REGULATION OF THE OXIDATIVE BURST AND THE HYPERSENSITIVE RESPONSE IN TOBACCO CELLS CHALLENGED WITH ZOOSPORES FROM PHYTOPHTHORA PARASITICA VAR. NICOTIANAE
AJ ABLE1, MW SUTHERLAND1 and DI GUEST2
1Department of Biological and Physical Sciences, University of Southern Queensland, Toowoomba, Queensland 4350, Australia; 2Department of Botany, University of Melbourne, Parkville, Victoria 3052, Australia
Background and objectives
Superoxide production is measured by means of a new tetrazolium assay  and compared with hydrogen peroxide production (which was measured by both fluorescence techniques and the evolution of oxygen after the addition of catalase). ROS was produced specifically in the incompatible interaction immediately prior to the HR.

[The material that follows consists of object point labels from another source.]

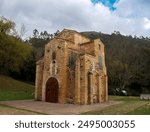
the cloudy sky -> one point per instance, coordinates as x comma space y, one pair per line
130, 17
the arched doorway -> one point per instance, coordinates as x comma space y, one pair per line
52, 90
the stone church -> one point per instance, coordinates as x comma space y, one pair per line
72, 70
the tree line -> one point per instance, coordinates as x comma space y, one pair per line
127, 61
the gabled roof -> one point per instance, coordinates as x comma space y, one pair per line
73, 31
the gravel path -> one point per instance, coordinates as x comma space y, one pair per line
38, 107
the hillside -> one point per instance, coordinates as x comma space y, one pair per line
11, 89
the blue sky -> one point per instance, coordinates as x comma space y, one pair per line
108, 3
130, 17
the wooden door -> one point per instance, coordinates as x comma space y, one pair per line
52, 90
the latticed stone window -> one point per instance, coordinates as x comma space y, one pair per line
72, 61
100, 62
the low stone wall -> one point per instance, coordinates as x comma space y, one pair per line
145, 96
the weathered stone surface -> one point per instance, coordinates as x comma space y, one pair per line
78, 66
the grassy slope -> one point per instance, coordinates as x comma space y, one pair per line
11, 89
129, 106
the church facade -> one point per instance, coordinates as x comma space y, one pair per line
72, 70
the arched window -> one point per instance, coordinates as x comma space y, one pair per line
54, 56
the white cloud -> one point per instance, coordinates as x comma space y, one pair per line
80, 15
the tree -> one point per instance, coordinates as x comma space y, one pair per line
13, 52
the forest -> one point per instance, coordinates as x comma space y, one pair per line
127, 57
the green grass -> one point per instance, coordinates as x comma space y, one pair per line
128, 106
11, 89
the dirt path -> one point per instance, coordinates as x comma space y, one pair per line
33, 107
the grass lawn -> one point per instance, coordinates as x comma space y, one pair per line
128, 106
11, 89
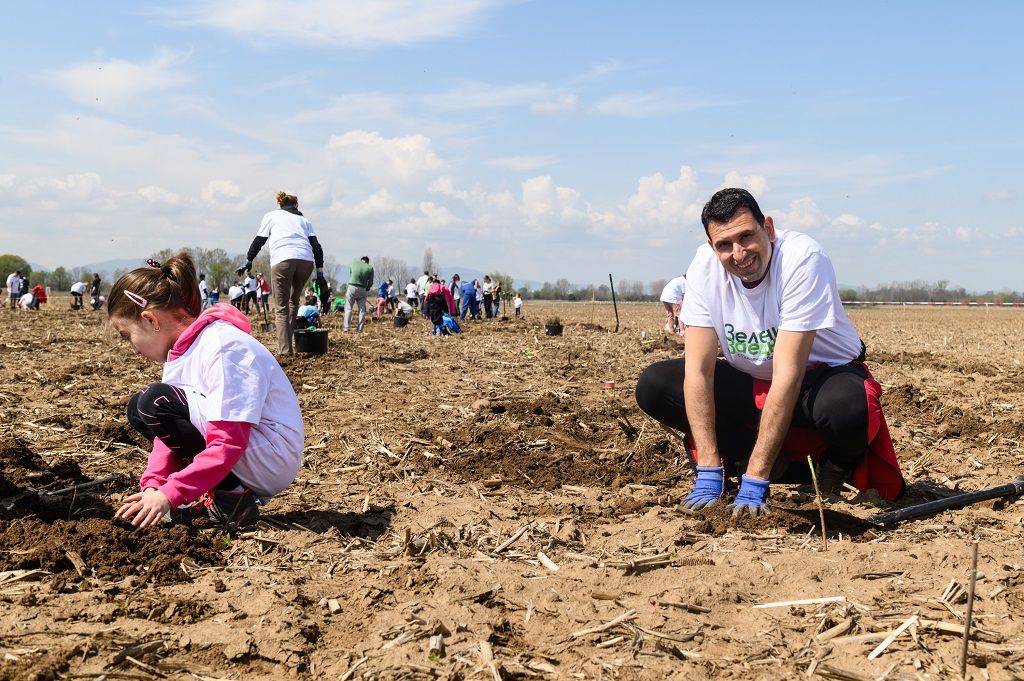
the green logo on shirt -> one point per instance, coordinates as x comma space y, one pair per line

The involvement of calcium in ROS production and the HR was investigated. In addition, inhibitors of various host enzymes have been applied to the system to determine which host proteins are involved in ROS production.
Materials and methods
To indicate production of superoxide, the tetrazolium dye XTT is added and its reduction to XTT formazan monitored [3, 4] in the presence and absence of the superoxide scavengers superoxide dismutase (SOD) and Mn(III)desferal. Production of hydrogen peroxide was monitored using the fluorescent dye pyranine or an oxygen electrode.
Results and discussion
Exogenous calcium (CaCl2) had no significant effect on ROS production, but modulators of endogenous calcium did have a significant effect. EGTA (a chelator of Ca2+) and LaCl3 (a specific calcium-channel blocker) lower both ROS production and the extent of the HR in the avirulent response and during a non-specific elicited response, while the Ca2+ ionophore A23187 enhances ROS production. The effects of these compounds suggest a role for endogenous Ca2+ in ROS production and the HR.

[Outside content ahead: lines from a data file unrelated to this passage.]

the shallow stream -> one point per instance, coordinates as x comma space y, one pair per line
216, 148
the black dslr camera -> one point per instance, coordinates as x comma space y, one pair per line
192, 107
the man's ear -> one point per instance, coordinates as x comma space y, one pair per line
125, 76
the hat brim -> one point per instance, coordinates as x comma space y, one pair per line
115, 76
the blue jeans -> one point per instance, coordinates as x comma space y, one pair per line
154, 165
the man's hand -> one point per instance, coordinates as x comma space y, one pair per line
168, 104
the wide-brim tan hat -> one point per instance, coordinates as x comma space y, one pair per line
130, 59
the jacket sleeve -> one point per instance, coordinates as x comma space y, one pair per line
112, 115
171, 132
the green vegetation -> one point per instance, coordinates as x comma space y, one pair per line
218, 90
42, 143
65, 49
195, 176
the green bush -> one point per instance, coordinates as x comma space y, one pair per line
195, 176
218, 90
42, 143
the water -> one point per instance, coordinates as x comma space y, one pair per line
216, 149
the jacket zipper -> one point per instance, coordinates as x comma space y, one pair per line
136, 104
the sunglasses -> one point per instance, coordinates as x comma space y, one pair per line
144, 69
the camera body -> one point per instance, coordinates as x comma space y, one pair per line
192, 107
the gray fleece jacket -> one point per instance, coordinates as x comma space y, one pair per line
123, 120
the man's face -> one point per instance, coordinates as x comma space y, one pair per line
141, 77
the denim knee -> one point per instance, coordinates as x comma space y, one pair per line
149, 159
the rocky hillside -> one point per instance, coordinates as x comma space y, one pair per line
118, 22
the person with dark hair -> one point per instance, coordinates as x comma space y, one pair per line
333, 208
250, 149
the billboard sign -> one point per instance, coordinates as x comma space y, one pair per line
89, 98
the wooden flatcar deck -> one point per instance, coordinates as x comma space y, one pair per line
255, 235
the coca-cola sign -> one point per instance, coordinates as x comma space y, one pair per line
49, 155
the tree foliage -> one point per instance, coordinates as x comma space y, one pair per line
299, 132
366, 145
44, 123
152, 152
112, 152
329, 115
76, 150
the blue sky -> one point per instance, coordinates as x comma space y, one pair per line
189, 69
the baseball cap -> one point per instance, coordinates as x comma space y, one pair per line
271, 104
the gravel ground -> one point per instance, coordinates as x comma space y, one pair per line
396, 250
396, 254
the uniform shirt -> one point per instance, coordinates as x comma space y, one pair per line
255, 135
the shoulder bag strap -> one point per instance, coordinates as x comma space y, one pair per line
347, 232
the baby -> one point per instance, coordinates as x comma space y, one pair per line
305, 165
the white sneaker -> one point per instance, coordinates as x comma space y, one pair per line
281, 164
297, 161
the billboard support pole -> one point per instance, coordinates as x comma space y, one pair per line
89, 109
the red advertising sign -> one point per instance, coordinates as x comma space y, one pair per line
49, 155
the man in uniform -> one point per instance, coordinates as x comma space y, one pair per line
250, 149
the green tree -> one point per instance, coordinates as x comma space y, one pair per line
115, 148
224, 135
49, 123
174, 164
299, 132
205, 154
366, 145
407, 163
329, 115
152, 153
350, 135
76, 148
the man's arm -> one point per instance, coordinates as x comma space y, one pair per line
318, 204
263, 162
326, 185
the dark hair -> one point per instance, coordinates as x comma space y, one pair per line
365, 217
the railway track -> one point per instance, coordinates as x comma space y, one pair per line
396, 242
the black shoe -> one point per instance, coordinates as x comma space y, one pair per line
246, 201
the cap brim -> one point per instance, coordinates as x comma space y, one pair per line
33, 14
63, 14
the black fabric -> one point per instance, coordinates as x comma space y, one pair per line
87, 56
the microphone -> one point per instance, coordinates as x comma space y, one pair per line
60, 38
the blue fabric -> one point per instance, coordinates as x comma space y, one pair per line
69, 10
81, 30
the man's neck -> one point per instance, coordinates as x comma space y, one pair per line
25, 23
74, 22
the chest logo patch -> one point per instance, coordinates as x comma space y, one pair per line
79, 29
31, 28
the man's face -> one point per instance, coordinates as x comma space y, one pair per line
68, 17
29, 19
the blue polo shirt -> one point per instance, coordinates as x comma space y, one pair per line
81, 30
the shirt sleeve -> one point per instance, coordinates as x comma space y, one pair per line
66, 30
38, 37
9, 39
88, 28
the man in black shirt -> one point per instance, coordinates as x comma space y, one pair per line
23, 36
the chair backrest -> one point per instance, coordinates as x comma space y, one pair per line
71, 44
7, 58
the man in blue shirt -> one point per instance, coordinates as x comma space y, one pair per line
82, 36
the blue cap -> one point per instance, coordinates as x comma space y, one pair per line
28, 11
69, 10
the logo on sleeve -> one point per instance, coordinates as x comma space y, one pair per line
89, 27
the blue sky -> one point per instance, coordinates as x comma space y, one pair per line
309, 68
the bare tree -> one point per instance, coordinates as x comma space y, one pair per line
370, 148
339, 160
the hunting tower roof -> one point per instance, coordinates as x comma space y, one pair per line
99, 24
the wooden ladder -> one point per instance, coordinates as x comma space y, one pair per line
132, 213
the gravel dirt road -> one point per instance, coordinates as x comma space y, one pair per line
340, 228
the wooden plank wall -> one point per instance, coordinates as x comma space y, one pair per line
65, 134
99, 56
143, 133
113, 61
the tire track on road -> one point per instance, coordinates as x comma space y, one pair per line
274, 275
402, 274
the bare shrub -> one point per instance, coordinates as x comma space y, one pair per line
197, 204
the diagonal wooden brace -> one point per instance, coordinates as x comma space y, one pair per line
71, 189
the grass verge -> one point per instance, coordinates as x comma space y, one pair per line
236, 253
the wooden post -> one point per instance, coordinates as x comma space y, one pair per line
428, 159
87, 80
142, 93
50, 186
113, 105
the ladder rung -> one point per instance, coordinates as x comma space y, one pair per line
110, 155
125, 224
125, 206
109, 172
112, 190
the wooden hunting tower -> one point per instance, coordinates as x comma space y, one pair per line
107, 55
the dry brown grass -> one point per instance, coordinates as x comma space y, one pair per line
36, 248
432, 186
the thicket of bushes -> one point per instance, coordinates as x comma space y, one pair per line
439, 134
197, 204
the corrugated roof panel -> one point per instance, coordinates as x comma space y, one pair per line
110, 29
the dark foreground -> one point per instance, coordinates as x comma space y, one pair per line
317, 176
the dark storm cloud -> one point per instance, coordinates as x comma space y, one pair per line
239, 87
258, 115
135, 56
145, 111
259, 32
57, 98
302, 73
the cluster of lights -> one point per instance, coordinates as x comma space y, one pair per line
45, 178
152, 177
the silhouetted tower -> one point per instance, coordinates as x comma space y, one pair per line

DPI, a suicide inhibitor of mammalian NAD(P)H oxidase, completely inhibits the first superoxide burst but only partially inhibits the second burst and the HR in an avirulent interaction. Allopurinol, an inhibitor of xanthine oxidase, partially inhibits both bursts and the HR, but to a lesser extent, while SHAM, an inhibitor of cell-wall peroxidases, significantly inhibits both superoxide bursts and partially inhibits the HR. The possibility exists, therefore, that there is more than one source of superoxide during the respiratory burst. More than one source of superoxide also appears to exist during the respiratory burst of cells elicited non-specifically with glucans, while preliminary results of the hydrogen peroxide assays further support this possibility.